Someone bought it and tore it down and built a new house in its footprint and I've been watching the progress of this project for months. It is for sale by owner, so there's no MLS, and no website but I scanned a couple of photos from the flyer.
The price is a tad ambitious at $385,000 for an 1800 square foot cottage on a shabby block of a busy street. It is lovely, though, with high ceilings, and built-ins, with an antique cupboard incorporated into the kitchen, a beautiful system of built-in drawers in the bedrooms. The house is bright and light and has little thoughtful touches like the chalkboard paint on the side of a narrow cupboard--with a little tray for the chalk-- in the kitchen.
Grace, who came with me to the open house, wanted to buy it immediately. It was so seductive, those clean neutral walls, and shining, smudge-free windows, the lot, innocent of weeds and covered with straw and baby grass. I was half-ready to make an offer myself. It was like, if we moved into this house, our lives would become perfect. I have since come to my senses and remembered that the minute we moved all our seedy, doggy, scratch-and-dent paraphernalia into this pristine little house, it would immediately become a wreck, and our lives wouldn't change at all, except that we'd have a much bigger mortgage payment and I'd have to back my car out onto a busy street, which would quickly drive me mad.
A fact about having kids and dogs: they trash your house to shit. The day our new couches were delivered, I told my kids in thunderous tones that they absolutely were not allowed to eat on them. Within ten hours--TEN HOURS--someone had spilled chocolate pudding onto the arm of the new loveseat. Do you have kids? Do you have dogs? If so, share below something of yours that they've wrecked.

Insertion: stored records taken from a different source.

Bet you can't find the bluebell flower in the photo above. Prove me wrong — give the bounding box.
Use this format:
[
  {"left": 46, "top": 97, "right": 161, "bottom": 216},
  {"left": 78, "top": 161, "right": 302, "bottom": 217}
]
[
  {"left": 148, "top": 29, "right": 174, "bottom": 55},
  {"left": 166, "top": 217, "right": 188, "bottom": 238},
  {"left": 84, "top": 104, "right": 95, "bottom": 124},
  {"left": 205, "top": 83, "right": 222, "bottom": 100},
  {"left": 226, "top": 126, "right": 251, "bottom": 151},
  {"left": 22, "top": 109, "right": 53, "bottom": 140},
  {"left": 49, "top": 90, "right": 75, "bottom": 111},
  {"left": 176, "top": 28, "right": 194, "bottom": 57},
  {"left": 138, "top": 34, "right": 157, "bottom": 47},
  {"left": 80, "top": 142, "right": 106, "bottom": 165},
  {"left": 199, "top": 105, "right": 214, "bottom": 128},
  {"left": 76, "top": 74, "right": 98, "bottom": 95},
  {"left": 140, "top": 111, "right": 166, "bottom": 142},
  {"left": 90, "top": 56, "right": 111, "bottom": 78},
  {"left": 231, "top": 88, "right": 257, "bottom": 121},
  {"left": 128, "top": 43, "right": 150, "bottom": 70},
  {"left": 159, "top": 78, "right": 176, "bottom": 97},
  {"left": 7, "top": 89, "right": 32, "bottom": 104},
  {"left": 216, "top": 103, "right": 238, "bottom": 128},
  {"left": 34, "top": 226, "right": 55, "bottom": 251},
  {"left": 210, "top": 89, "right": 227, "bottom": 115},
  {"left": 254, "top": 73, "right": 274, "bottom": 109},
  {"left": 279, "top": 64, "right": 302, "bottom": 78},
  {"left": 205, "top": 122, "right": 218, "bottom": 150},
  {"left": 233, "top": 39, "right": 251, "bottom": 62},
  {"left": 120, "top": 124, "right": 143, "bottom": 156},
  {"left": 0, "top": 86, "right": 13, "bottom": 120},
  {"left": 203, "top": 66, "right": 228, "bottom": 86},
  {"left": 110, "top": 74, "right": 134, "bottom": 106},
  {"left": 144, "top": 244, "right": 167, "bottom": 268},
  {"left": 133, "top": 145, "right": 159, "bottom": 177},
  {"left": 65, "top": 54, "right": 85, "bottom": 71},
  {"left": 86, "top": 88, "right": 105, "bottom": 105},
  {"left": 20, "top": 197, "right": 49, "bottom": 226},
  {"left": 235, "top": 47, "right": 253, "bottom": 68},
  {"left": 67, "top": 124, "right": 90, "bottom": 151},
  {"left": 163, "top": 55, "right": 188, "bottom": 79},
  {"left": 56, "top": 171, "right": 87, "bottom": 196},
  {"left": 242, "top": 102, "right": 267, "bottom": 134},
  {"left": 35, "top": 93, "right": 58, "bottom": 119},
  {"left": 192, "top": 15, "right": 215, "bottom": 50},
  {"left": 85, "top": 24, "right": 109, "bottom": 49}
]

But let's say a fairy gave me sparkling and perfect furniture to put into this new house. There's still the problem of selling my current house, which is over 100 years old and has many, many things wrong with it. For example, there's some sort of unspeakable leak between one of the chimneys and the wall. Previous owners concealed under drywall the evidence of a fire in the closet under the stairs. Last year when Jon and I exposed the charred underside of the floorboards that make up our landing, we tried to fortify it with wood putty. Now chunks of the charred floor are breaking off. An alarming crack has appeared between two of the boards. Someone is going to end up putting their leg through the floor, or possibly even falling into the closet. I shudder at the memory of the day when, oblivious to our disintegrating floor, we brought the new washing machine upstairs and it was stuck on the landing until we found a way to force it the rest of the way up the stairs.
I'm not really being fair to my house, here. It has *loads* of potential and has housed us comfortably for nearly thirteen years and something in its construction must be right, because it has survived several earthquakes and countless hurricanes. Once we get done with two kids in college, we'll start another project.